Barbera’s are full of acidity so they’re great with all those tomato-sauce-based dishes. It’s the third most-planted red grape in Italy (after Sangiovese and Montepulciano) and mostly found in Piedmont. You’ve got your Barbera d’Alba (from the Alba province) and Barbera d’Asti (from Asti). Asti’s are generally more lively and acidic, and at least 85% Barbera. The Alba’s are 100% Barbera and usually fuller and plumper.
I’m doing a taste-off with an Alba, an Asti, and a Barbera from Amador County in California:
Marziano Abbona Barbera d’Alba 2011 $25
Great black cherry on the finish, with a hint of pine and some violets. Dry and tart. This one actually had more acid that the Asti, which was odd since everyone says the Asti’s have more. That’s why you gotta sample for yourself!
Michele Chiarlo Barbera d’Asti 2010 $16
The smell of bright, fresh red and black cherry just POPS. But also has a huge presence of earth and leaves, with a hint of pine. Nice flavor but so dry, almost tart. Very little tannin though, so it’s smooth with light-medium body and light-medium acid.
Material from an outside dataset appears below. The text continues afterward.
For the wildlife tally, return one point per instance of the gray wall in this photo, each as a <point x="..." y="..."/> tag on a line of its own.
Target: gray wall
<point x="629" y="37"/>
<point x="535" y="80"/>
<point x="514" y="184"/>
Wayyyy fruitier. The warmer climate in California will give you that ripe, deep fruit (in this case, black cherry). Also has a hint of dark wet fresh soil. It’s got a darker, like the Alba. Medium acid with a long finish of lush cherry.
Stay dry, grapefriends – but only in the weather sense!
Hmmm, nice way to wait out the storm, an nice choice of producers 🙂
I am sorry to hear you do not enjoy Italian wine. I think Italy has a lot to offer from a wine standpoint and a treasure chest of indigenous grape varieties, many of which can only be found there. Italy is not only Nebbiolo and Sangiovese (although personally I think there is nothing wrong with those either!) – as you know, there’s many good grapes out there, from Lagrein to Aglianico, Sagrantino to Aglianico, Corvina to Nero d’Avola, Lacrima to Cannonau, just to name a handful of reds. Then clearly, as in most things, it is a question of selecting the right producers, but it looks like you are very well equipped to do that!
I do love Aglianico! Most of the other grapes just aren’t my favorites… Not all horrible, but I usually prefer others. just my personal palate, to each their own!